The USPSTF — an independent panel of experts appointed by the US Department of Health and Human Services' Agency for Healthcare Research and Quality — accepted public feedback on the proposed guidance until mid-March. Some aspects of the guidance were updated before the recommendations were published online today in the Journal of the American Medical Association, particularly around the risk assessment tools and screening in women with prior cancer diagnoses.

"In response to public comments the USPSTF clarified language regarding risk assessment and included additional information on the risk assessment tools referenced in the recommendation," members of the panel wrote in JAMA. "It also incorporated language clarifying that the recommendation includes women with a personal history of BRCA-related cancer who have completed treatment and are considered cured."

Still, the team explicitly recommended against broad screening for risky BRCA1/2 mutations in women in the US, who were the focus of the guidance. In women with no personal or family history of breast, ovarian, tubal, or peritoneal cancer and no high-risk ancestry, the panel concluded that there is little to no benefit in looking for risky mutations in the BRCA1/2 cancer susceptibility genes or applying interventions used to reduce risk in BRCA1/2 mutation carriers.

Instead, the updated guidance indicated that primary care clinicians should turn to a familial risk assessment tool for women with a personal or family history of those cancers or related ethnicity, such as Ashkenazi Jewish ancestry, before referring patients for genetic counseling, genetic testing, or post-testing interventions, if applicable.
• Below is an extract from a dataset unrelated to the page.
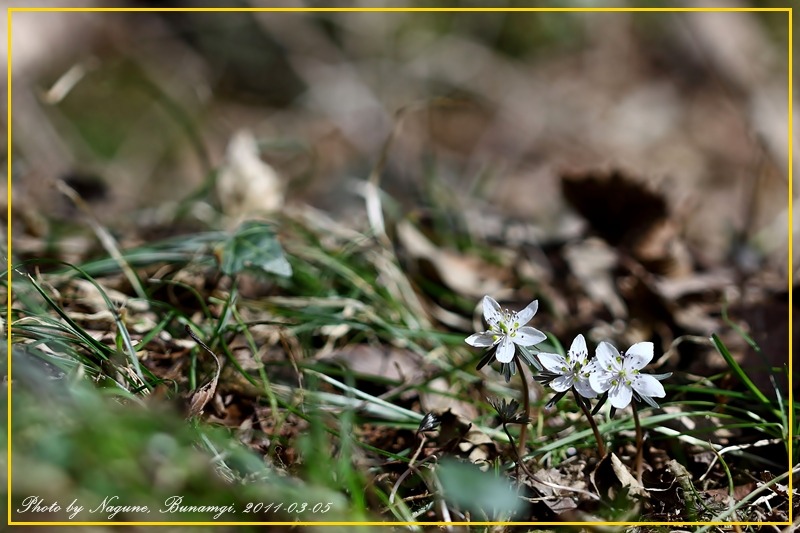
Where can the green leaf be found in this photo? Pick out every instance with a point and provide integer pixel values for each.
(470, 488)
(254, 246)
The approach appears to have a "moderate" benefit in that patient population according to the evidence on hand, the authors noted.

The USPSTF team did not address BRCA-related cancer risk assessment for biological males, nor did they deal with the risk of other types of cancer with proposed ties to BRCA1/2 such as pancreatic cancer, prostate cancer, or melanoma.

"The USPSTF recognizes the association of BRCA1/2 mutations with cancers such as pancreatic, prostate, and melanoma," they wrote. "However, the scope of the recommendation is limited to the prevention of breast, ovarian, tubal, and peritoneal cancer because the net benefit demonstrated was in the prevention of these cancers."

The recommendations were based on a review of more than 100 studies involving 92,712 individuals, also appearing online today in JAMA. After wading through randomized clinical trials, discriminatory accuracy studies, and observational studies accumulated since the last USPSTF update in 2013, authors of the analysis looked at the possible risks or benefits of BRCA1/2 risk assessment, counseling, testing, or intervention.

They also considered the accuracy of risk assessment tools on hand, searched for studies investigating cancer incidence and mortality rates in women with or without BRCA1/2 screening, and reviewed available data on risk reduction strategies in women with risky BRCA mutations.

"Among women without recently diagnosed BRCA1/2-related cancer, the benefits and harms of risk assessment, genetic counseling, and genetic testing to reduce cancer incidence and mortality have not been directly evaluated by current research," the authors noted.

In one of several related editorial articles in JAMA, Susan Domchek, executive director of the University of Pennsylvania Basser Center for BRCA, and Mark Robson, an oncologist at Memorial Sloan Kettering Cancer Center, noted that the "addition of women with prior breast and ovarian cancer is an important step forward," but cautioned that undertesting on individuals in known high-risk groups remains a problem even as avenues for testing are expanding.

They further noted that the updated guidelines do not address BRCA1/2 testing in the context of clinical management for women with new or advanced breast cancer diagnoses, where BRCA mutation status may inform treatment strategies. 

"While further expansion of the USPSTF recommendation should be considered," they wrote, "the importance is clear: identification of individuals at risk of carrying a BRCA1/2 mutation can be lifesaving and should be a part of routine medical care."